言わずもがな、TOKYOの教育熱に侵されてしまったのである。
「小4では、もはや早期英語は間に合わない」
と夜な夜な悔やむママ。
ならば得意の算数を伸ばせばいいという短絡的な考えでサッカーな毎日が算数の日々へと激変したのである。
課金もエスカレート。
JTCパパのワンマン稼ぎでは追いつかず、不本意ながらリザードン型ワーママへと超進化を遂げたのであった。

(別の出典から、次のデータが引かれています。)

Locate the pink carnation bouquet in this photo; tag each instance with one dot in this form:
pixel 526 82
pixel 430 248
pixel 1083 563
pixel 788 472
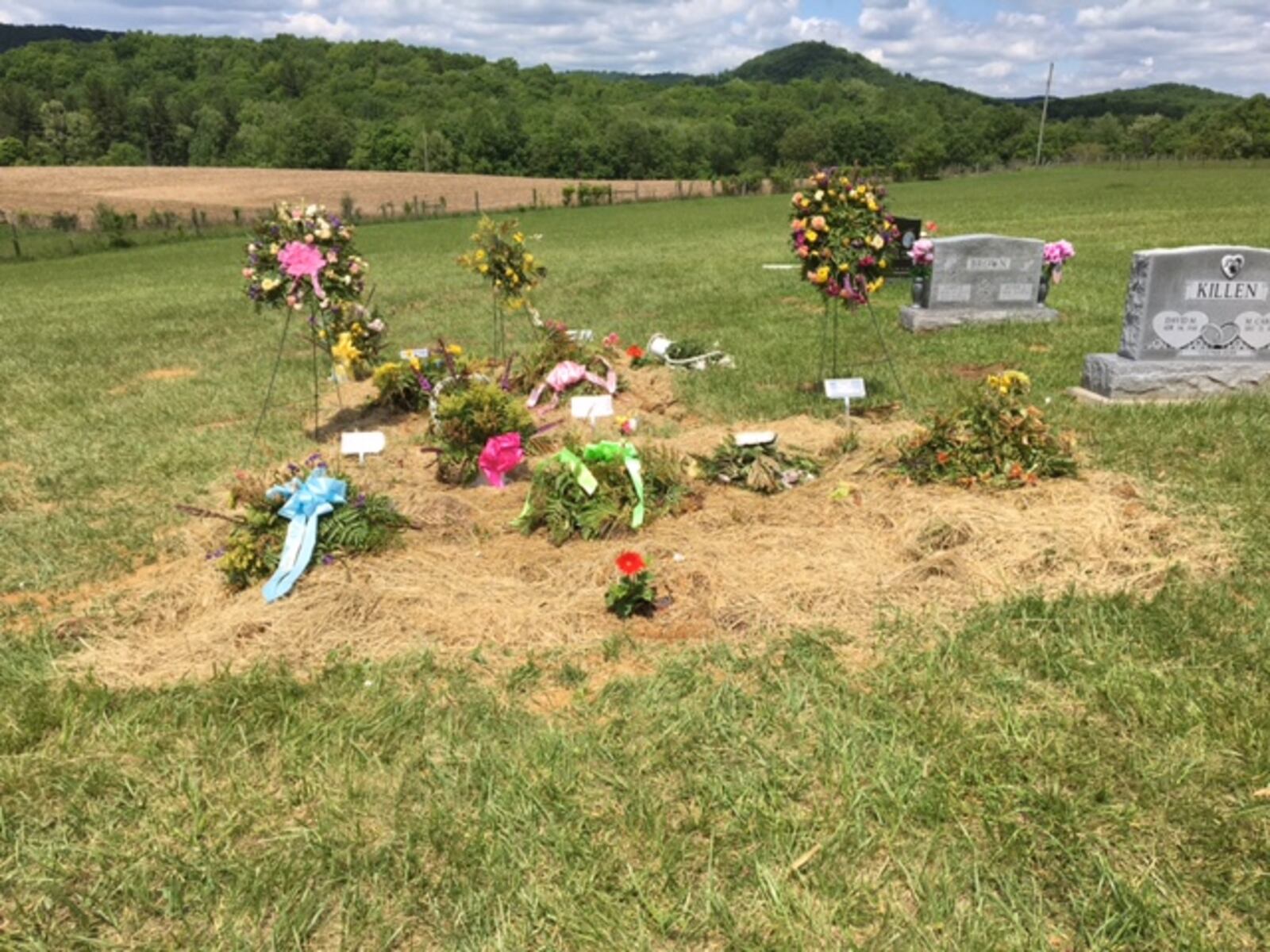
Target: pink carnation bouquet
pixel 1054 255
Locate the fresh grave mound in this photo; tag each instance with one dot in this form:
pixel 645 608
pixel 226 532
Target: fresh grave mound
pixel 837 552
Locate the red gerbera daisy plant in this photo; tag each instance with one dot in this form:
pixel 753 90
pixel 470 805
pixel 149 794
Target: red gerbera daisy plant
pixel 634 593
pixel 630 562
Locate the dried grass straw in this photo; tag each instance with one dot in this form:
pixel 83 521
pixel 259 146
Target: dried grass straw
pixel 836 554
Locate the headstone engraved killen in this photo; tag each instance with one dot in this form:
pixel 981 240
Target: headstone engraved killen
pixel 982 279
pixel 1197 321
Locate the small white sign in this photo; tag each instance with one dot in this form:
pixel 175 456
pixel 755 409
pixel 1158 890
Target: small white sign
pixel 591 408
pixel 845 389
pixel 660 344
pixel 361 443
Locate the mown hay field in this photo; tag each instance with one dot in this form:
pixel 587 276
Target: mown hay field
pixel 42 190
pixel 1049 767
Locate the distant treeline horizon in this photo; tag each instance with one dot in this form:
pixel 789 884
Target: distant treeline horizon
pixel 145 99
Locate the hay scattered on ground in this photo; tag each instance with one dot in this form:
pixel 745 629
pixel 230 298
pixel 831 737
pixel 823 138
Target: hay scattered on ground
pixel 842 552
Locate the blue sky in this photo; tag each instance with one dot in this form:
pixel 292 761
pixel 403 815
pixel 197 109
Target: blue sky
pixel 1000 48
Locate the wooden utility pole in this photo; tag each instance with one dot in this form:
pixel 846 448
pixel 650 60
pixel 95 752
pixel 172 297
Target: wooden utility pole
pixel 1045 112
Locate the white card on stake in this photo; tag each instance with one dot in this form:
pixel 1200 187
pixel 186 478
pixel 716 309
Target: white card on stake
pixel 361 443
pixel 845 389
pixel 755 438
pixel 660 344
pixel 591 408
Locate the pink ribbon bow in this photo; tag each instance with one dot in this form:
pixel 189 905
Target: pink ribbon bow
pixel 300 260
pixel 565 374
pixel 499 457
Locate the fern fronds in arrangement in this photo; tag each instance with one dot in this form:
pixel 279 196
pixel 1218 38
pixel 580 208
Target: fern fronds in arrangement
pixel 366 524
pixel 560 505
pixel 761 469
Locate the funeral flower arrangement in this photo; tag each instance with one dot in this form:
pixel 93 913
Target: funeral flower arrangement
pixel 602 489
pixel 305 258
pixel 362 522
pixel 1056 254
pixel 559 362
pixel 761 469
pixel 414 381
pixel 996 438
pixel 841 234
pixel 502 259
pixel 468 419
pixel 924 258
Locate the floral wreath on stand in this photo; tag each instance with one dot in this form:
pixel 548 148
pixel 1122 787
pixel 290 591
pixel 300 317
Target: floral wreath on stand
pixel 841 234
pixel 305 258
pixel 503 259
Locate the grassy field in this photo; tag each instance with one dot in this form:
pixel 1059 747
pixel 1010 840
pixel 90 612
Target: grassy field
pixel 1066 774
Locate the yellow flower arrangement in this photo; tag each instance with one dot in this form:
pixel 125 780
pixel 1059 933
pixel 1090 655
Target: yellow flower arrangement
pixel 844 247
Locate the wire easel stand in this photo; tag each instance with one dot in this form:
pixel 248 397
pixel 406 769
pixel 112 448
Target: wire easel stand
pixel 315 323
pixel 887 357
pixel 829 334
pixel 268 393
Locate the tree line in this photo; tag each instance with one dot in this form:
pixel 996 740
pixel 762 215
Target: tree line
pixel 143 99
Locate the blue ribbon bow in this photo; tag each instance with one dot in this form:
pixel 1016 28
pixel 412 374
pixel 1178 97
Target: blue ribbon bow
pixel 306 501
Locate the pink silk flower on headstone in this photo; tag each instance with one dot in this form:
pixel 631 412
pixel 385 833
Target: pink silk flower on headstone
pixel 499 457
pixel 300 260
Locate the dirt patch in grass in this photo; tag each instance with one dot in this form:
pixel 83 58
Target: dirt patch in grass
pixel 160 374
pixel 851 549
pixel 977 372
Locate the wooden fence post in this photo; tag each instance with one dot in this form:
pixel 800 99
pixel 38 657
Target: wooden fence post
pixel 13 232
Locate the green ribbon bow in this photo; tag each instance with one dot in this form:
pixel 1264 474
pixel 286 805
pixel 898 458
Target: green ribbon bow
pixel 605 451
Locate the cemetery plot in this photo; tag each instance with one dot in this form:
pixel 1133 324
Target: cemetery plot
pixel 981 279
pixel 832 552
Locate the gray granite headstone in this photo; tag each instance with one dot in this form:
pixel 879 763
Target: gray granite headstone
pixel 982 279
pixel 1197 321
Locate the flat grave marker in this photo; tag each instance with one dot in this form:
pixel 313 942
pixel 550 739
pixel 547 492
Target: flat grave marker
pixel 1197 323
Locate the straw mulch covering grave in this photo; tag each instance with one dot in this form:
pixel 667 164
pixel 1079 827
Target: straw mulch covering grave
pixel 852 547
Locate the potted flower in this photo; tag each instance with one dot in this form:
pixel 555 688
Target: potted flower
pixel 1052 270
pixel 634 593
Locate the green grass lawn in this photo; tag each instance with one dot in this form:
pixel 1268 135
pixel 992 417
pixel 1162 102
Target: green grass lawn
pixel 1064 774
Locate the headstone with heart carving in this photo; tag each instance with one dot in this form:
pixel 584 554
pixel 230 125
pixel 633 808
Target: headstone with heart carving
pixel 1197 321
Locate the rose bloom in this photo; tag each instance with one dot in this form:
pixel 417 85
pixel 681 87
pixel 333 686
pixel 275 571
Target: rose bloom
pixel 630 564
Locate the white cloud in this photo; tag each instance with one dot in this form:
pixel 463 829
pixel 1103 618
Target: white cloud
pixel 1003 51
pixel 313 25
pixel 18 13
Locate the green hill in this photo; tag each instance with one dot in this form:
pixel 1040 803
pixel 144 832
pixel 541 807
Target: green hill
pixel 813 61
pixel 13 36
pixel 1170 99
pixel 292 102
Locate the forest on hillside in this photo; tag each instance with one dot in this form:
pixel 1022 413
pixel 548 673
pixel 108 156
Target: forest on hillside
pixel 144 99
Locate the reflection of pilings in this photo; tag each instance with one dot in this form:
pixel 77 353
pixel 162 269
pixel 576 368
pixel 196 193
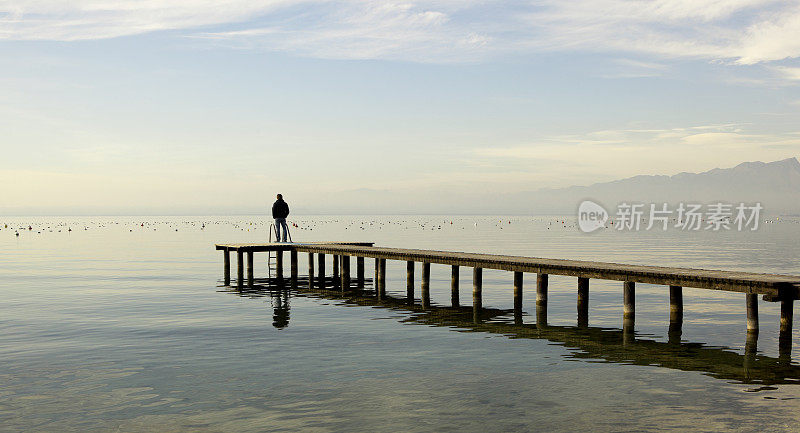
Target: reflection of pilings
pixel 249 269
pixel 279 264
pixel 321 270
pixel 239 268
pixel 360 272
pixel 518 297
pixel 675 314
pixel 345 273
pixel 336 259
pixel 541 300
pixel 583 302
pixel 226 254
pixel 310 270
pixel 750 350
pixel 629 312
pixel 293 265
pixel 410 281
pixel 477 294
pixel 785 336
pixel 454 277
pixel 751 299
pixel 382 277
pixel 425 285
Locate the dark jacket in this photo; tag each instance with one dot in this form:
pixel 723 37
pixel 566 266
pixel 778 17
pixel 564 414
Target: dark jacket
pixel 280 209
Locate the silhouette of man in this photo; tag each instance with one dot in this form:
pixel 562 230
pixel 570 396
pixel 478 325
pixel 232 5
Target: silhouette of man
pixel 280 210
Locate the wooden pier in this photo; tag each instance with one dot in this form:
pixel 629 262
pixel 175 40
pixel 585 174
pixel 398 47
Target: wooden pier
pixel 772 287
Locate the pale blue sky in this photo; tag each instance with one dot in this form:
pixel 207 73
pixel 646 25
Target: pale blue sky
pixel 199 106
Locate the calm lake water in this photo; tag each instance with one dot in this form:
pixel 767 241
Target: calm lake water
pixel 122 324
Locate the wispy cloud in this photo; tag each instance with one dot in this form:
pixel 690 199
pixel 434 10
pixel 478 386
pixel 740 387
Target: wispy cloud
pixel 735 31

もはや誰も止めることがないTOKYO教育熱という病に侵されたママ…。
情報収集と称し、今まで見向きもしなかったTwitterに隙あらば入り浸る毎日。
特に「専業主婦VSワーママ論争」はリザードン型ワーママへと変貌を遂げたママには刺さったらしく
「専業主婦だからカブトムシ取りやザリガニ釣りだけじゃなく算数を見てあげられるゆとりがある」
という専業主婦のゆるふわポストに対して
「私はフルタイムワーママだけど算数オリンピック目指してますが?」
などとクソリプを飛ばすようになっていたのである。
また
「算数数学も早期英語でやればいいじゃない」
と早期英語至上主義のインタースクール経営者()のポストにも噛みつき
「どうせダブルリミテッドのくせに。あなたの日本語長文は英語のやりすぎトレードオフで意味不明」
と早期英語界隈にもクソリプを飛ばす無双状態になっていた。
算数好きになってほしいというママの願いを込められ「数男」と名付けられたカズオは、算数をさせられればさせられるほどに
「自分より遥かに優秀で算数好きな子供たち」
を目にするようになり
「自分に算数は向いていない」
と自覚するようになるのだが逃げ場はない。
「挑戦は良いことよ」
と毎年算数オリンピックに送り込まれるのである。
6月某日算数オリンピックの予選は、父の日に開催された。
その日はJTCパパが接待ゴルフもなく休みと聞いていただけに、久しぶりに一緒にサッカーをしたかった。
しかし、ママは
「算数オリンピックで勝ち残ることが最大の父の日のプレゼントよ」
と佐藤ママと双剣を成すほどのびっくり思想を押し付けてくるのである。
「いやだ!」
なんて言えるはずがない。
家庭の平和のため、僕は向かわなくてはいけない…パパ譲りのJTC気質はしっかりと遺伝していたが、肝心の算数の能力はそれほど遺伝はしていなかった(平均への回帰)。
因みに算数オリンピックには否定的な「佐藤ママ信者」のママであったが、Twitterの沼にハマり、オリンピックといえば夏季と冬季しか知らなかったのに、算数オリンピックの存在を知ることになったのだ。
キッズBEEでは何とか予選突破はできていたもののジュニアにもなると身が入らないことと相まって出来はイマイチだった。
しかしお迎えに来るママには決して出来なかったとは言えない。
死んだ目で必死に
「まぁまぁ出来た」
という言葉を振り絞るのであった。
結果が出るまで寝つきが悪い日が続く。
サッカーがしたい、その思いも虚しく、行けるはずのないファイナルの勉強をさせられるのである。
そして、合格発表の本日を迎えたのである。